Since the Senate hearings of the early 1930s, which examined the Wall Street practices and conspiracies that led to the 1929-1932 stock market collapse and Great Depression, there have been rumblings that Wall Street’s system for lending stock for traders to short is a viper’s nest of ripoffs. Now two major law firms, Quinn Emanuel Urquhart & Sullivan and Cohen Milstein are suing six of the largest Wall Street banks, alleging that they illegally colluded in this market.
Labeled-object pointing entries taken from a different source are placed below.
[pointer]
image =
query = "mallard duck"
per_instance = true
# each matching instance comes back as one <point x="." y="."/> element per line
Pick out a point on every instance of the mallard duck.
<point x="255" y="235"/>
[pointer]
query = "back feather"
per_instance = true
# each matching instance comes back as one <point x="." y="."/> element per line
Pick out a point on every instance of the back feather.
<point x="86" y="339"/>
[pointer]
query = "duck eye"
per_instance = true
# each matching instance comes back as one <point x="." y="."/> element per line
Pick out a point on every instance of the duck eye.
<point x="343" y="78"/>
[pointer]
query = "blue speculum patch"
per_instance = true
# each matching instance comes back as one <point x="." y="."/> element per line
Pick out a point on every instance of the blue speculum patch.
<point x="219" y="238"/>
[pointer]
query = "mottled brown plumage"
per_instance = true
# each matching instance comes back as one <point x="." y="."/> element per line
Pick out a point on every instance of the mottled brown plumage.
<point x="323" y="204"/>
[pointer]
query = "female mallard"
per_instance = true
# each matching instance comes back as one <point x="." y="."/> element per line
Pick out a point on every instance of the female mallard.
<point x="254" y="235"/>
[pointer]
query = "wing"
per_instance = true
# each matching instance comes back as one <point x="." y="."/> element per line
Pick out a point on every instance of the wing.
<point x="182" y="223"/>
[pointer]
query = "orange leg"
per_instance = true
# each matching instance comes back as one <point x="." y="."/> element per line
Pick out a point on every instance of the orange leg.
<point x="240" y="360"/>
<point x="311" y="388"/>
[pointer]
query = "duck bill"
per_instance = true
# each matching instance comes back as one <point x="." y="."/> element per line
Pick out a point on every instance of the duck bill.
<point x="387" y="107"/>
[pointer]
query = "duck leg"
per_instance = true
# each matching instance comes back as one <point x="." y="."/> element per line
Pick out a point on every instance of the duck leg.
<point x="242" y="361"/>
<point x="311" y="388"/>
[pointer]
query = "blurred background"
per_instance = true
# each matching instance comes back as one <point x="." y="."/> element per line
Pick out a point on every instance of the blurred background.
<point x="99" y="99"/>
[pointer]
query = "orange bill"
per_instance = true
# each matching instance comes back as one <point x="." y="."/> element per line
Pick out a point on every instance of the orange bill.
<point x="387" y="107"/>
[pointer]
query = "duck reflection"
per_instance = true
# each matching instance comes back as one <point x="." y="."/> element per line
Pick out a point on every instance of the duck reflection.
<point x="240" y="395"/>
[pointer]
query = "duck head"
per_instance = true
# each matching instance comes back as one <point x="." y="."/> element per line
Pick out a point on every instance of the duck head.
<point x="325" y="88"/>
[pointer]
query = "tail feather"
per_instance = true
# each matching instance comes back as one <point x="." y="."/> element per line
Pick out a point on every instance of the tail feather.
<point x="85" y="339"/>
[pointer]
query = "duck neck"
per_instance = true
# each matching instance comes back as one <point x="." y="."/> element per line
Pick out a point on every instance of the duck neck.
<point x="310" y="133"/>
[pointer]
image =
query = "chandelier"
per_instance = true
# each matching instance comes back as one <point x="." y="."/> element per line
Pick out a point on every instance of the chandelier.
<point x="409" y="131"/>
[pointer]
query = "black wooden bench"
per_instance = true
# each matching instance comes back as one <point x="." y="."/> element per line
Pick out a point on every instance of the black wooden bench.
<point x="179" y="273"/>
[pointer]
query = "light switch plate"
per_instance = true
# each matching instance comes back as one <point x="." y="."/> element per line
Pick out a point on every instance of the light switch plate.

The defendants are the usual suspects: JPMorgan Chase, Goldman Sachs, Bank of America, Morgan Stanley, Credit Suisse, UBS and their stock lending units. (The only surprise here is that Citigroup is not named.)...Wall Street On Parade
Wall Street Banks Sued Again for Conspiring to Control a Market
Pam Martens and Russ Martens
1 comment:
Someone a few years back mentioned that what the banks do, abetted by extensive government privilege, is enable the so-called creditworthy to sell fiat short.
Yet it's deficit spending by the monetary sovereign that get's the blame for the resulting loss in purchasing power!
So I advise MMT advocates to seriously embrace deprivileging the banks if they wish to MAXIMIZE the ability of the monetary sovereign to net create fiat for a given amount of price inflation - aside from it's THE RIGHT THING TO DO ANYWAY!